Faits : La société Air horizons et la société anonyme Star Airlines (devenue XL Airways) ont conclu un contrat d'affrètement avec la société Marmara. La société Banque Safra a accordé un crédit à la société Air Horizons et a obtenu une convention de délégation de créance de la part de la société XL Airways. Suite à la mise en liquidation judiciaire de la société Air Horizons, la société XL Airways a demandé la restitution de la somme perçue par la banque.

Procédure : La société XL Airways a assigné la banque en restitution de la somme perçue. Le premier juge a accueilli cette demande, mais la banque a fait appel. La cour d'appel a condamné la banque à restituer la somme à la société XL Airways. La banque a alors formé un pourvoi en cassation.

Question de droit : La question posée à la Cour de cassation est de savoir si la convention de délégation de créance est opposable à la société XL Airways en l'absence d'autorisation de son conseil d'administration.

Décision de la Cour de cassation : La Cour de cassation casse et annule l'arrêt de la cour d'appel. Elle estime que la cour d'appel n'a pas recherché si la convention de délégation de créance ne prévoyait pas que la société XL Airways s'engageait à payer à la banque les sommes dues par la société Air Horizons, ce qui constituerait un mode d'extinction de sa propre dette envers la banque. La Cour de cassation estime donc que la cour d'appel n'a pas donné de base légale à sa décision.

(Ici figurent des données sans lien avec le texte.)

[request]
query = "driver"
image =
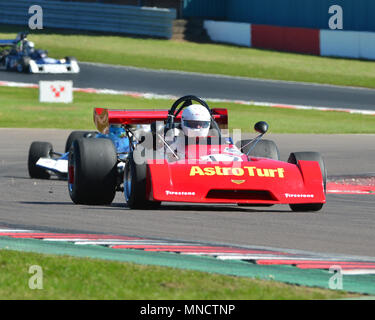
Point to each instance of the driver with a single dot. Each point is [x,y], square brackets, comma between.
[195,123]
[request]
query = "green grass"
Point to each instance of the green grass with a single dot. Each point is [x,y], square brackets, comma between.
[80,278]
[205,58]
[20,108]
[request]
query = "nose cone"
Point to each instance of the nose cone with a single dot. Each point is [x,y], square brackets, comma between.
[261,127]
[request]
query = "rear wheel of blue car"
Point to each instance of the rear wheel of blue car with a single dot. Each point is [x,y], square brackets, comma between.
[92,171]
[135,184]
[309,156]
[38,150]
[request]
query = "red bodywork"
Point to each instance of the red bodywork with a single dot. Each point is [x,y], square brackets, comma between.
[250,181]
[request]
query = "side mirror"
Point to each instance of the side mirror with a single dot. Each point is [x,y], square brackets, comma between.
[261,127]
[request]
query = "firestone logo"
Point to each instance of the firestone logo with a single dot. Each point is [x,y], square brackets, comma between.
[179,193]
[289,195]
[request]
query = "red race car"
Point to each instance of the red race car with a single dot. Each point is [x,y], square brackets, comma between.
[166,164]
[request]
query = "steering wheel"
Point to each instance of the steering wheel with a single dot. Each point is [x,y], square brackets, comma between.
[186,101]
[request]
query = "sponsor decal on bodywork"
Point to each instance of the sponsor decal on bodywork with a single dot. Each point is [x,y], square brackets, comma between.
[290,195]
[239,172]
[179,193]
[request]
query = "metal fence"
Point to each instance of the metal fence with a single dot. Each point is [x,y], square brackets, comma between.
[358,15]
[92,17]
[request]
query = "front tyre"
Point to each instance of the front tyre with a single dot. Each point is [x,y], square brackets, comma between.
[38,150]
[92,171]
[309,156]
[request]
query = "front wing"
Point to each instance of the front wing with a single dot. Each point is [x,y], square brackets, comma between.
[259,181]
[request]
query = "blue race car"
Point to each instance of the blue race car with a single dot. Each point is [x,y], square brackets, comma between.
[20,55]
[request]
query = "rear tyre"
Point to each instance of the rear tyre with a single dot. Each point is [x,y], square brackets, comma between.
[92,171]
[263,149]
[135,181]
[38,150]
[77,135]
[309,156]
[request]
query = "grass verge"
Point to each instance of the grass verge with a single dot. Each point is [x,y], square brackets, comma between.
[20,108]
[67,278]
[205,58]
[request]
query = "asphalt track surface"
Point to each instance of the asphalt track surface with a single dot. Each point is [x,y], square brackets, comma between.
[175,83]
[345,225]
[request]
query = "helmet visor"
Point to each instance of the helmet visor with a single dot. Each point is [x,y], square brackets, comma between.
[195,124]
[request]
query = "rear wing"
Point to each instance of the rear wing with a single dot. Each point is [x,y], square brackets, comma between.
[103,118]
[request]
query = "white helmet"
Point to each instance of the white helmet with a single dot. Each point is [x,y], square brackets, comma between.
[29,46]
[196,121]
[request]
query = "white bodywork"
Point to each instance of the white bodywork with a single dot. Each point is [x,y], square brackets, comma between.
[55,165]
[71,67]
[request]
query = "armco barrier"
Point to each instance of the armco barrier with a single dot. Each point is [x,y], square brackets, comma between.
[334,43]
[347,44]
[299,40]
[92,17]
[229,32]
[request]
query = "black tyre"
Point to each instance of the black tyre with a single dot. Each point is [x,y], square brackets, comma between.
[263,149]
[309,156]
[135,176]
[38,150]
[92,171]
[77,135]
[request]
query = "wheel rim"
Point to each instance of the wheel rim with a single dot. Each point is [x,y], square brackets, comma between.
[127,183]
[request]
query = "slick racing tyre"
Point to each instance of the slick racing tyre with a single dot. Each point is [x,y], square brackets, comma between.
[309,156]
[135,185]
[76,135]
[92,171]
[263,149]
[38,150]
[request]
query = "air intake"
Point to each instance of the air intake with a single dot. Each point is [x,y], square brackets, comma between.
[240,195]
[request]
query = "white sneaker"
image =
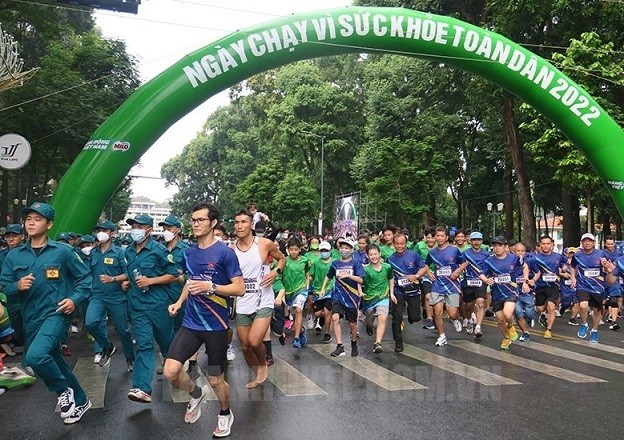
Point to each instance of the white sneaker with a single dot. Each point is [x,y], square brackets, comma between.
[230,353]
[224,425]
[458,326]
[193,409]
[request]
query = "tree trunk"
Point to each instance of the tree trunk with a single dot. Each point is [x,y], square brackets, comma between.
[571,219]
[508,200]
[517,157]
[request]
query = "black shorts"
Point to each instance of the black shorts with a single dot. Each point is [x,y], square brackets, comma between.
[186,342]
[471,293]
[596,301]
[497,306]
[345,312]
[425,287]
[321,304]
[544,294]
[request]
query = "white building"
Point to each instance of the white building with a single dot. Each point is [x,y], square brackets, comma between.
[144,206]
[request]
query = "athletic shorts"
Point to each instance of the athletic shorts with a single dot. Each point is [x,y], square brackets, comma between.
[345,312]
[186,342]
[471,293]
[451,299]
[596,301]
[321,304]
[544,294]
[245,320]
[497,306]
[425,287]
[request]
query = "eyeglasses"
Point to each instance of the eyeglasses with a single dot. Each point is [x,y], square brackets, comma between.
[196,221]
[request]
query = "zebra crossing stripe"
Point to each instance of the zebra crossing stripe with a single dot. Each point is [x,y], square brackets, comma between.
[550,370]
[291,381]
[576,356]
[452,366]
[371,371]
[93,380]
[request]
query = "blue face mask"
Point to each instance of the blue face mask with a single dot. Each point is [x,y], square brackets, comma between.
[138,235]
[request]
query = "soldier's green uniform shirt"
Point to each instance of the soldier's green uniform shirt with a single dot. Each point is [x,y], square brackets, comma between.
[59,273]
[153,260]
[294,275]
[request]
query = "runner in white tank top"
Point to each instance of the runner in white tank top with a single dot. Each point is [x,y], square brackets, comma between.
[254,269]
[254,310]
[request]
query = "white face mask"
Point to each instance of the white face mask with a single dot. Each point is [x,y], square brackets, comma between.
[102,237]
[138,235]
[168,236]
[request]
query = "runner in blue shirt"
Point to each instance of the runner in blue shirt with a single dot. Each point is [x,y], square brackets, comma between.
[213,273]
[588,278]
[408,268]
[614,292]
[346,294]
[501,271]
[546,266]
[446,286]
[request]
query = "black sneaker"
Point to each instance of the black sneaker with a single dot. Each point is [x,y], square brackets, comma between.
[398,346]
[66,403]
[107,354]
[339,351]
[77,414]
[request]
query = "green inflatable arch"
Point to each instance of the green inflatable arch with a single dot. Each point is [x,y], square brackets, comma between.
[122,139]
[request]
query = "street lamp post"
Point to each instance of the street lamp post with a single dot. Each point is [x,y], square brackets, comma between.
[322,138]
[495,214]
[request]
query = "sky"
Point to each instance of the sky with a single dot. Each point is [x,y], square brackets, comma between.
[163,32]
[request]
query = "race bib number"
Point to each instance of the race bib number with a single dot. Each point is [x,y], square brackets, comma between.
[403,281]
[345,271]
[592,273]
[502,279]
[251,285]
[444,272]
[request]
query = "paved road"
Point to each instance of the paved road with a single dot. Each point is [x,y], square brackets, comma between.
[548,389]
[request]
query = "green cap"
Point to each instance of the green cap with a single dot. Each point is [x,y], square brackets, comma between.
[142,219]
[171,220]
[40,208]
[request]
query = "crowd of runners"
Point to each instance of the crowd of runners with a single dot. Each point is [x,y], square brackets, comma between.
[176,296]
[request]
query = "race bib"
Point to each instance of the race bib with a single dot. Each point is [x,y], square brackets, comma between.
[502,279]
[592,273]
[444,272]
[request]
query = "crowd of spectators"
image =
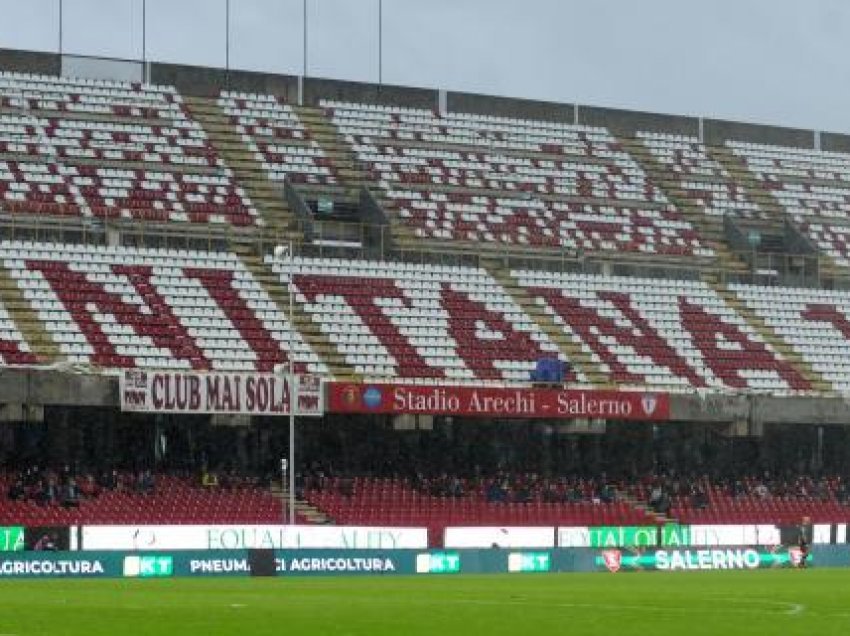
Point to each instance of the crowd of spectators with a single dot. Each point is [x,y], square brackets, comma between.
[68,487]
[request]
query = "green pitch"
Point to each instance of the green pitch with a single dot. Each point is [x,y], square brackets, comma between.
[783,602]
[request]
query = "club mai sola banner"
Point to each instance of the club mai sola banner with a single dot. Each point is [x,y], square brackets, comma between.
[236,393]
[522,402]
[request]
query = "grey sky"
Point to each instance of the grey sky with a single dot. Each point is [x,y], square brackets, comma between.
[770,61]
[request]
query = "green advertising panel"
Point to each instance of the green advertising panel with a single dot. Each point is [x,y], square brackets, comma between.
[639,536]
[12,539]
[699,559]
[529,562]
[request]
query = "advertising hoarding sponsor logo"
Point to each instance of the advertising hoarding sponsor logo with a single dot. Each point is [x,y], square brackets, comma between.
[471,401]
[749,558]
[234,393]
[12,539]
[51,567]
[529,562]
[612,559]
[221,537]
[148,566]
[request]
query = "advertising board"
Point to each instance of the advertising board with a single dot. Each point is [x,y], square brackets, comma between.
[232,537]
[234,393]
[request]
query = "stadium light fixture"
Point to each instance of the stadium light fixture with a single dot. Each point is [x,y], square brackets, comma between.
[283,255]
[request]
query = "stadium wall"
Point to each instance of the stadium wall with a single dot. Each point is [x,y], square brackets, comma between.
[195,80]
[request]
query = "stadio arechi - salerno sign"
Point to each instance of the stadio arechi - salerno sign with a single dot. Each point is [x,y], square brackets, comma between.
[487,401]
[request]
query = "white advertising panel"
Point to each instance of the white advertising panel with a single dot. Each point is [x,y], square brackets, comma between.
[231,537]
[488,537]
[236,393]
[735,535]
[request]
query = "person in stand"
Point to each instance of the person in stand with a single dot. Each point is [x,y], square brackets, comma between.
[804,541]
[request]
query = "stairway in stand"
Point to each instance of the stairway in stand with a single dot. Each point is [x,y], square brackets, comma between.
[709,227]
[41,344]
[280,224]
[570,346]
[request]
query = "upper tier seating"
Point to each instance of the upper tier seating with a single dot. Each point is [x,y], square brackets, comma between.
[672,334]
[174,501]
[813,186]
[126,307]
[815,322]
[482,179]
[110,150]
[707,183]
[417,322]
[394,503]
[280,142]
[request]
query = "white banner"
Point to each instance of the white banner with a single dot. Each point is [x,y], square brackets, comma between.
[224,537]
[237,393]
[489,537]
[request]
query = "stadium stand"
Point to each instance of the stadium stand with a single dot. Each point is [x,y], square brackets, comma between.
[128,307]
[169,500]
[110,150]
[501,189]
[679,335]
[418,322]
[483,180]
[811,187]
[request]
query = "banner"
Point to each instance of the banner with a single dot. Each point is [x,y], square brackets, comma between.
[235,393]
[257,537]
[471,401]
[494,537]
[624,536]
[737,558]
[12,539]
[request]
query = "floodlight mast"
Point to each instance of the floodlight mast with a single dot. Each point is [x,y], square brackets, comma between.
[283,255]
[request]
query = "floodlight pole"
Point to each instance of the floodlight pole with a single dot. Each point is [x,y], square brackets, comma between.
[279,251]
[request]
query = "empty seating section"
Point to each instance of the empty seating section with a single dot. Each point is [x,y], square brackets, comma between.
[279,141]
[678,335]
[813,186]
[422,323]
[483,179]
[124,307]
[174,501]
[392,502]
[111,151]
[815,322]
[748,509]
[707,183]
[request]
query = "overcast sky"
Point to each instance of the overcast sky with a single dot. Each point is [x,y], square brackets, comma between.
[771,61]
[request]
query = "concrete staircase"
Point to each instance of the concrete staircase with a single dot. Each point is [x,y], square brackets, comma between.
[709,227]
[349,172]
[769,336]
[311,513]
[352,173]
[568,345]
[279,221]
[309,330]
[41,344]
[755,191]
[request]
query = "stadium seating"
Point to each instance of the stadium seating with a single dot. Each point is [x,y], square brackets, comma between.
[177,309]
[707,183]
[487,180]
[174,501]
[811,186]
[280,142]
[678,335]
[412,322]
[394,502]
[110,150]
[815,322]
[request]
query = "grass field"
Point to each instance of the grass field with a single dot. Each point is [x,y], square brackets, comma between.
[688,603]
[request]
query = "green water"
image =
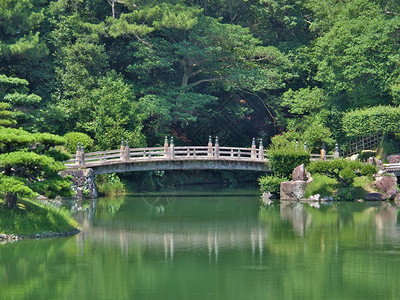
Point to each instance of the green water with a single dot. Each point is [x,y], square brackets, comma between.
[211,245]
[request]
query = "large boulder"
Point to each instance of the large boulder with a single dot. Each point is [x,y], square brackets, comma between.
[386,182]
[393,194]
[394,159]
[300,173]
[293,190]
[375,197]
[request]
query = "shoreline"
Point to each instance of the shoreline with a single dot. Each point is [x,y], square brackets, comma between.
[12,237]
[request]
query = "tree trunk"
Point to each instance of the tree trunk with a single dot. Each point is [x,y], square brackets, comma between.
[11,199]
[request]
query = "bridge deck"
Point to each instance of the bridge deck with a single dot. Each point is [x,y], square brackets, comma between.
[170,157]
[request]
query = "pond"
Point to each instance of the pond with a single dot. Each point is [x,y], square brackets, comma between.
[211,244]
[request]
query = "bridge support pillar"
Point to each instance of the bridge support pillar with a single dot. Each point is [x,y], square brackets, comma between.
[166,147]
[209,147]
[78,155]
[82,161]
[172,149]
[253,149]
[127,151]
[261,151]
[336,154]
[122,155]
[216,147]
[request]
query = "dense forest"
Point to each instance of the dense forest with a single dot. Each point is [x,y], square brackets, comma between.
[312,70]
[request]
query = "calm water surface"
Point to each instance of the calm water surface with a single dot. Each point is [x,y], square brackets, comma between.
[211,245]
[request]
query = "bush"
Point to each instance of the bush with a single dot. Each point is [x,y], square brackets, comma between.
[370,121]
[110,185]
[344,171]
[271,184]
[321,184]
[73,138]
[365,154]
[390,144]
[283,161]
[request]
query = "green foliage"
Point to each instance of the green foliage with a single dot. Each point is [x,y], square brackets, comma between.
[343,170]
[365,154]
[55,186]
[271,184]
[283,161]
[31,218]
[5,115]
[57,154]
[73,138]
[369,121]
[29,165]
[110,185]
[16,185]
[321,184]
[11,139]
[390,143]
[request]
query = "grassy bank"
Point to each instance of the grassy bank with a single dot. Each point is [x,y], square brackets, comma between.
[31,218]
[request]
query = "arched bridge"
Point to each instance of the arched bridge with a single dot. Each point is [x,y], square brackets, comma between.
[171,157]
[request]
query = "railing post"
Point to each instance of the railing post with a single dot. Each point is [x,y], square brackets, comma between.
[336,154]
[78,155]
[172,148]
[261,151]
[216,147]
[166,147]
[127,151]
[209,151]
[83,161]
[122,155]
[253,149]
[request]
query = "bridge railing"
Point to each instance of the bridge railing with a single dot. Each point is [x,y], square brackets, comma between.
[168,152]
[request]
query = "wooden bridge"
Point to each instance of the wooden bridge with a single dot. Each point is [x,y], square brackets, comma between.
[171,157]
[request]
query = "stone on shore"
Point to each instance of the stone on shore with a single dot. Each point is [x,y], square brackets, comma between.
[386,182]
[375,197]
[293,190]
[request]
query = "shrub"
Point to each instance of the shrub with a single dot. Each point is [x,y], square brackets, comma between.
[73,138]
[321,184]
[373,120]
[271,184]
[390,143]
[344,171]
[365,154]
[110,185]
[283,161]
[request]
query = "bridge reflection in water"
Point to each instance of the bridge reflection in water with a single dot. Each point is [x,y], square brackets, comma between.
[177,231]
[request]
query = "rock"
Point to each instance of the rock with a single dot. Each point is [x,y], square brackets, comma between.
[79,193]
[315,204]
[392,194]
[316,197]
[354,157]
[375,197]
[293,190]
[394,159]
[266,198]
[299,173]
[385,183]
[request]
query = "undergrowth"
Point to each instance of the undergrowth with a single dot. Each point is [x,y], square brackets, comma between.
[30,218]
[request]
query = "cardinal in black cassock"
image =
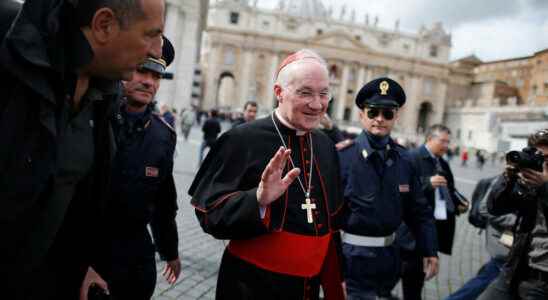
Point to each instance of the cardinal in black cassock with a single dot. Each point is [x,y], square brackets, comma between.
[288,248]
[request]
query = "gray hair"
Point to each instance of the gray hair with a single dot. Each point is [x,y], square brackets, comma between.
[126,11]
[435,130]
[287,73]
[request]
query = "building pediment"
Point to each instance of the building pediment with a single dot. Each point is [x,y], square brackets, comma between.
[338,39]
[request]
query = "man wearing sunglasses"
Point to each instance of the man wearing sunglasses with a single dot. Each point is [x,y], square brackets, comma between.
[382,191]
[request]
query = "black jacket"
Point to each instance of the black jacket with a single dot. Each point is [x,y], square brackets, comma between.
[143,189]
[503,200]
[426,167]
[35,71]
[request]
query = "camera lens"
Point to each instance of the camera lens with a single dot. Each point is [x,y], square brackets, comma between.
[513,157]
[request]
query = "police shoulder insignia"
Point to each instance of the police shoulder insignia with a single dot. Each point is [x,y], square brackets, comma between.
[344,144]
[165,123]
[384,86]
[404,188]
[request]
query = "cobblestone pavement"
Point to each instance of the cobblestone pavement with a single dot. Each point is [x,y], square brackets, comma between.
[201,253]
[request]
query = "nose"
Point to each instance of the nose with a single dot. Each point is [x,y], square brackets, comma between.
[156,48]
[316,103]
[148,80]
[379,117]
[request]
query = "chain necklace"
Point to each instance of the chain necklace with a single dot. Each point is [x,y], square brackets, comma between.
[308,206]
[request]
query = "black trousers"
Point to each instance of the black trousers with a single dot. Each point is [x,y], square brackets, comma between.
[243,281]
[412,275]
[529,289]
[130,280]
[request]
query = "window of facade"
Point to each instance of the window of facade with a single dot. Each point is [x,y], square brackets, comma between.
[230,57]
[428,86]
[434,51]
[234,17]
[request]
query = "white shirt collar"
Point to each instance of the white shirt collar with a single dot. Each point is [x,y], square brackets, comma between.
[287,124]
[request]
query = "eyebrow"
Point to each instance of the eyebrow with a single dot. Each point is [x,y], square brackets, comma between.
[155,31]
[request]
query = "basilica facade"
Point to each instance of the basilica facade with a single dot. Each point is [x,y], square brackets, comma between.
[243,45]
[491,106]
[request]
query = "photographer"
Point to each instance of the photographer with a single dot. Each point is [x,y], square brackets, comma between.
[522,190]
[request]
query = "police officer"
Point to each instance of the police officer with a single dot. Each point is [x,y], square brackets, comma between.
[142,192]
[382,190]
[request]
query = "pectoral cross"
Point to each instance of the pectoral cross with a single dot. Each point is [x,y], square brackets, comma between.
[309,207]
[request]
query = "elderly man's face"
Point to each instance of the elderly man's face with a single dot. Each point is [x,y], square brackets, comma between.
[132,45]
[140,90]
[250,113]
[374,120]
[303,102]
[439,143]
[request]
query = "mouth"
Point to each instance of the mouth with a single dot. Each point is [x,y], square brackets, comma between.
[311,114]
[149,93]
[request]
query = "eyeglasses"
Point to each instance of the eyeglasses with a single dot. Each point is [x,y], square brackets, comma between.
[308,95]
[387,113]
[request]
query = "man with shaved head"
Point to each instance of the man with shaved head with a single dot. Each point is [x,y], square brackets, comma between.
[60,66]
[271,187]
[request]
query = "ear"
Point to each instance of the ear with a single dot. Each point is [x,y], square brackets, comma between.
[397,115]
[104,25]
[278,92]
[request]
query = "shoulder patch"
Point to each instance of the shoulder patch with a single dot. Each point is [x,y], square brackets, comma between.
[165,123]
[344,144]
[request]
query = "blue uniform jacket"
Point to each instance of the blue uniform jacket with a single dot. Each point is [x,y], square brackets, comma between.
[143,189]
[381,195]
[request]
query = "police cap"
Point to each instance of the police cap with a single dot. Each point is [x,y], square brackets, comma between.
[159,65]
[381,92]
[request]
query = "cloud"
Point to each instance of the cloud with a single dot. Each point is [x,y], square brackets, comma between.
[491,29]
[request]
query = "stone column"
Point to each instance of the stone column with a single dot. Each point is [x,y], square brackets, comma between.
[212,77]
[359,84]
[243,82]
[413,104]
[440,98]
[270,100]
[341,97]
[187,59]
[173,21]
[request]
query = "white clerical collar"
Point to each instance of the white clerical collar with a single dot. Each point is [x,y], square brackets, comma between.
[287,124]
[430,152]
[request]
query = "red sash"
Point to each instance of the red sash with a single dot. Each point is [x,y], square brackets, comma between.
[284,252]
[296,255]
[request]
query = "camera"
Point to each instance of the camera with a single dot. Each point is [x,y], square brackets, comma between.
[528,158]
[97,293]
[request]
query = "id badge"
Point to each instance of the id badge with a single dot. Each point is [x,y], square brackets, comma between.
[507,239]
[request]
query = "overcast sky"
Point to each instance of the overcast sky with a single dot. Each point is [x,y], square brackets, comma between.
[490,29]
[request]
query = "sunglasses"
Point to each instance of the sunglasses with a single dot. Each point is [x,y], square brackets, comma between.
[373,112]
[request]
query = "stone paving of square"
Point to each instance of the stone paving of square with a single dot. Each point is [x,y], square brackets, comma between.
[201,254]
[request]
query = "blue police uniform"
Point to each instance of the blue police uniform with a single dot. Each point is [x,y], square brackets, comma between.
[382,190]
[142,193]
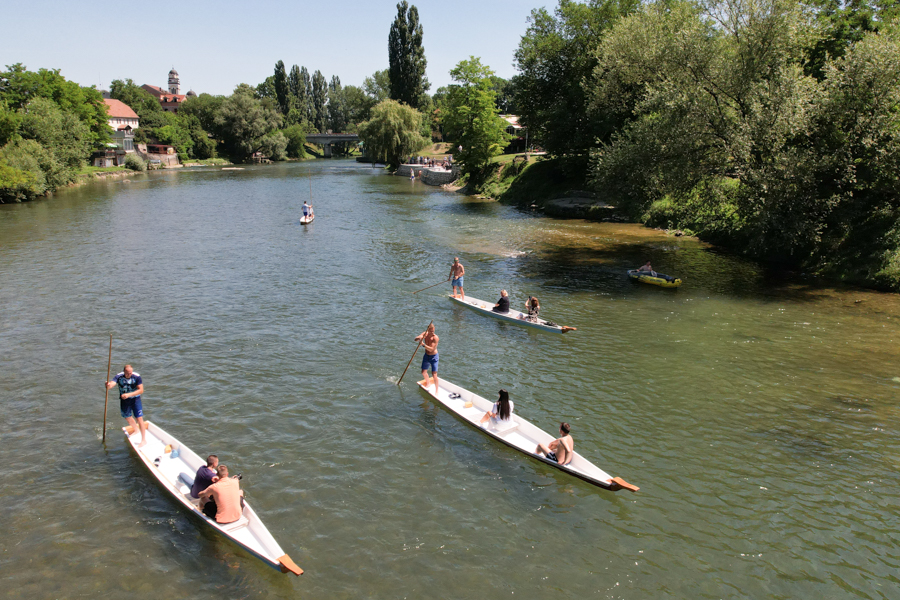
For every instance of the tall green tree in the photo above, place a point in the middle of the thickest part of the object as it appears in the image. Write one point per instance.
(473, 117)
(406, 57)
(392, 133)
(282, 88)
(319, 101)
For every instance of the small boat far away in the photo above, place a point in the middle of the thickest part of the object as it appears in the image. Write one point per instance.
(173, 465)
(513, 316)
(654, 279)
(519, 434)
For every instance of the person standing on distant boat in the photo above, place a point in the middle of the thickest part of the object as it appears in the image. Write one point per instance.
(131, 386)
(502, 305)
(502, 409)
(456, 275)
(429, 341)
(560, 450)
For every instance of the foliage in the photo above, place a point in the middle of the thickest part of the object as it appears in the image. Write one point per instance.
(392, 133)
(556, 55)
(135, 162)
(406, 57)
(472, 115)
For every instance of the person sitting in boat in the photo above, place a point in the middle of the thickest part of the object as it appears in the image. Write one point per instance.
(223, 499)
(560, 450)
(533, 307)
(647, 269)
(502, 305)
(206, 476)
(502, 409)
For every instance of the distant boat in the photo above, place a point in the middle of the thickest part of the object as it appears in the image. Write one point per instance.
(513, 316)
(519, 434)
(174, 465)
(654, 278)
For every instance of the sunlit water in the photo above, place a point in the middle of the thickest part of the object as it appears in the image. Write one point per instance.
(758, 415)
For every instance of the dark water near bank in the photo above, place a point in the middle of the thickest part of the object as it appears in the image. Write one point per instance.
(759, 415)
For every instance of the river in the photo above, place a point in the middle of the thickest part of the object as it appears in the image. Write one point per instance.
(758, 413)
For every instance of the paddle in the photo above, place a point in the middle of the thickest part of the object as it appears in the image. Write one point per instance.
(414, 352)
(106, 400)
(431, 286)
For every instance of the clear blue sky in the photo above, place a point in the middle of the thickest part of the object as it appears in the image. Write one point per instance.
(215, 45)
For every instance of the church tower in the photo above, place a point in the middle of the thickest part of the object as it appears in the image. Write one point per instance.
(174, 86)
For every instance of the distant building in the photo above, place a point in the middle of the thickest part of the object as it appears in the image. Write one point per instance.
(169, 100)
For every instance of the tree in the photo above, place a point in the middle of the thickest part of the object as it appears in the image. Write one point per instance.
(392, 132)
(282, 88)
(319, 100)
(556, 54)
(245, 122)
(406, 57)
(472, 115)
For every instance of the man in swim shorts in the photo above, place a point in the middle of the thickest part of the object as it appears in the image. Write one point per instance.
(429, 341)
(456, 273)
(131, 386)
(560, 450)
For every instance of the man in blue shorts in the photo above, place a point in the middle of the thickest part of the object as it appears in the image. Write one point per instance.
(131, 386)
(456, 273)
(429, 341)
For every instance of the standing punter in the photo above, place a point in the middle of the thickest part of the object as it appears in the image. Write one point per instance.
(456, 273)
(131, 386)
(429, 340)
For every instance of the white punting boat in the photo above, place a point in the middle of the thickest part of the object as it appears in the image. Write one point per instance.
(176, 474)
(519, 434)
(513, 316)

Portée : La décision de la Cour de cassation rappelle que pour qu'une convention de délégation de créance soit opposable à une société, il est nécessaire qu'elle ait été autorisée par le conseil d'administration de cette société. La Cour de cassation souligne également que si la convention de délégation de créance prévoit que la société déléguée s'engage à payer à la banque les sommes dues par la société délégante, cela constitue un mode d'extinction de sa propre dette envers la banque, échappant ainsi aux prévisions de l'article L. 225-35 du code de commerce.

Textes visés : Article L. 225-35 du code de commerce.

Article L. 225-35 du code de commerce.